14 janvier 2006

INNOCENCE

Un cercueil arrive d'on ne sait où. À l'intérieur, une petite fille nommée Iris. Bien vivante. Elle débarque dans un monde étrange. Une sorte d'école réservée aux filles, coupée du monde, au coeur d'une forêt bordée de grands murs. Elles y font leur apprentissage, montent chaque année en grade (c'est-à-dire que les rubans de leurs cheveux changent de couleur), et se préparent. Mais à quoi? Que foutent-elles là? D'où viennent-elles? Vous espérez des réponses? Vous en aurez. Quelques-unes. Réseau pédophile, école de danse, école de la vie, métaphore géante, expérience sociologique : chacun peut y aller de sa supposition, le film ne se décide jamais vraiment. Innocence fascine d'abord par sa rigueur, qui renvoie à celle de l'école du film. Des règles étranges régentent la vie. On n'y reçoit aucune visite, on y a peu de distractions, on ne pose pas de questions. Étrange que, passée la découverte déconcertante de ce lieu pour le moins singulier, la plupart des jeunes filles se plient au règlement sans se demander si tout ceci est bien normal.

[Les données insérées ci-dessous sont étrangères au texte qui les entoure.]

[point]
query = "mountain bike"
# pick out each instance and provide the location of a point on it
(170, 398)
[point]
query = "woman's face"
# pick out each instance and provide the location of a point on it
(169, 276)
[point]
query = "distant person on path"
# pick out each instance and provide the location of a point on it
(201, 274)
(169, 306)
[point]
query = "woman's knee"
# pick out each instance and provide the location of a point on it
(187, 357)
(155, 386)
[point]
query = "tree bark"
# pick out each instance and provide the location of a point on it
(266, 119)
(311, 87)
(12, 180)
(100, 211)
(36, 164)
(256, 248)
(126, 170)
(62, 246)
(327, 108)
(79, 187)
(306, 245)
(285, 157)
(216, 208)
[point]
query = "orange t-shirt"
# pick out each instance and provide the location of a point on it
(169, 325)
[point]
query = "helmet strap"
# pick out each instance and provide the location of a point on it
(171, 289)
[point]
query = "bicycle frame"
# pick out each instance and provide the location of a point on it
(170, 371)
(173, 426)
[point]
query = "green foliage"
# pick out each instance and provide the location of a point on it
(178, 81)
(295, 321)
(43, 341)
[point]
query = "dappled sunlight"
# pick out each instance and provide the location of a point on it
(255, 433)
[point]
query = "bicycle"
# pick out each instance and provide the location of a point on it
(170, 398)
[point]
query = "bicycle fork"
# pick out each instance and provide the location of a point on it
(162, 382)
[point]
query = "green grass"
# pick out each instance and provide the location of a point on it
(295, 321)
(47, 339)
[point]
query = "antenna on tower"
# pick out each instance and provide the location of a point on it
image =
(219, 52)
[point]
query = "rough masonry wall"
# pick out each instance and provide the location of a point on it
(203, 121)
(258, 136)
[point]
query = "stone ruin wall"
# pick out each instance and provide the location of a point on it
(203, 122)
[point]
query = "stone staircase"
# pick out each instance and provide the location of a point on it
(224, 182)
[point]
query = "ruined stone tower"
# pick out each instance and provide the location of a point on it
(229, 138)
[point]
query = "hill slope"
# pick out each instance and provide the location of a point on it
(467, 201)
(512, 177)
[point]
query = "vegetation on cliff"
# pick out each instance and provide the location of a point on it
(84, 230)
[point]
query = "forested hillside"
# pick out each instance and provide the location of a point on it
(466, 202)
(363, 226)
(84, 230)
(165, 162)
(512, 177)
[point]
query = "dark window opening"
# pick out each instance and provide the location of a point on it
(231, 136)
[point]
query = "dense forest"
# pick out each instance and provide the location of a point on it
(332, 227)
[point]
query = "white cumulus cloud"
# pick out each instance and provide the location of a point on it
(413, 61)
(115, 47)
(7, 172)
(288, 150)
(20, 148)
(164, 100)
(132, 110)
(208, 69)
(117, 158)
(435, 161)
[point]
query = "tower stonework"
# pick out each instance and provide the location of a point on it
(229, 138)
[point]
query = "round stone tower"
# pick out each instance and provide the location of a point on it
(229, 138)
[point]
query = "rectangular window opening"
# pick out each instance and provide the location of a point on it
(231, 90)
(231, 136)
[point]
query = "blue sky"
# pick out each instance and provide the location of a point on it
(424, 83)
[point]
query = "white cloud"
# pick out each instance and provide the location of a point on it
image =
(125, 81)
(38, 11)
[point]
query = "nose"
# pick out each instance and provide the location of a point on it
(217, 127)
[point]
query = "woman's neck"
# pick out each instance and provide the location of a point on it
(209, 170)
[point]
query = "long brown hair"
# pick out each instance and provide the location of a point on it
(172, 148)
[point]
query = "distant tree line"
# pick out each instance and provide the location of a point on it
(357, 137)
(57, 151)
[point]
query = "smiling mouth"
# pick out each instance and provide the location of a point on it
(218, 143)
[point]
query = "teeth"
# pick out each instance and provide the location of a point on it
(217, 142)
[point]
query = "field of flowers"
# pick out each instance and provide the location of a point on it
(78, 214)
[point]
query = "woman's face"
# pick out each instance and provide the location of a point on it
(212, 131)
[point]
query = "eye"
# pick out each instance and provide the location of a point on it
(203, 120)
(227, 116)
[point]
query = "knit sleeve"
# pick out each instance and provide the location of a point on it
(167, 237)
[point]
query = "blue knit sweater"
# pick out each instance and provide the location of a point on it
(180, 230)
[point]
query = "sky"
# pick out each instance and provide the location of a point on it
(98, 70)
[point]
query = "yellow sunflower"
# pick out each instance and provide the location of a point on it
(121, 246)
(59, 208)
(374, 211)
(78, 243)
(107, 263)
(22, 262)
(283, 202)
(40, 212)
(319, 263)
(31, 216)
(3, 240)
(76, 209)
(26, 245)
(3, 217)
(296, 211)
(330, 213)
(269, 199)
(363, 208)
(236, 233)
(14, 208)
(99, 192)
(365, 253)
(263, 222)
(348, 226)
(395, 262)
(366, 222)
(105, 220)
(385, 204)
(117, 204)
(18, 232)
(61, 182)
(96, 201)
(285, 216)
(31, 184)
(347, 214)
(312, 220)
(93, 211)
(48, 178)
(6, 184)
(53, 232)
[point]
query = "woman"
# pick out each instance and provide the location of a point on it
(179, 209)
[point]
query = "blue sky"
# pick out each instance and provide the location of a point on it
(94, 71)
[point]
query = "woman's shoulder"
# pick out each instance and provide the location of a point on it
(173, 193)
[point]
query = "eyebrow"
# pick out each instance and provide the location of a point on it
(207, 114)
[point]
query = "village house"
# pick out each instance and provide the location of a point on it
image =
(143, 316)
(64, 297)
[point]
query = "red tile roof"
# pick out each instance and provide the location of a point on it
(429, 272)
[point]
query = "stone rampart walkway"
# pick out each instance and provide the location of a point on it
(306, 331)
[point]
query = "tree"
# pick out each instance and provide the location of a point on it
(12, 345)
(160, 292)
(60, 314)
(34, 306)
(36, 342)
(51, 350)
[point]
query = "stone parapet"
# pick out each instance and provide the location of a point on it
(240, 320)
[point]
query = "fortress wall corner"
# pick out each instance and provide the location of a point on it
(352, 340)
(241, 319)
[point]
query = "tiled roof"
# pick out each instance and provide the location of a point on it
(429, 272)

Innocence est une histoire de cycles : ceux qui caractérisent le fonctionnement de l'institution, et ceux dont l'apparition va marquer la transformation des jeunes filles en femmes. Thème confirmé par l'apparition d'un dernier symbole, peut-être trop lourd de sens, mais qui tend à faire d'Innocence le simple récit d'un apprentissage et d'une mutation. Transcendé par la réalisation froide mais pas malsaine de Lucile Hadzihalilovic (madame Gaspar Noé), Innocence est un bijou irréel, le film le plus original de 2005, mêlant mystère, trouble et contemplation.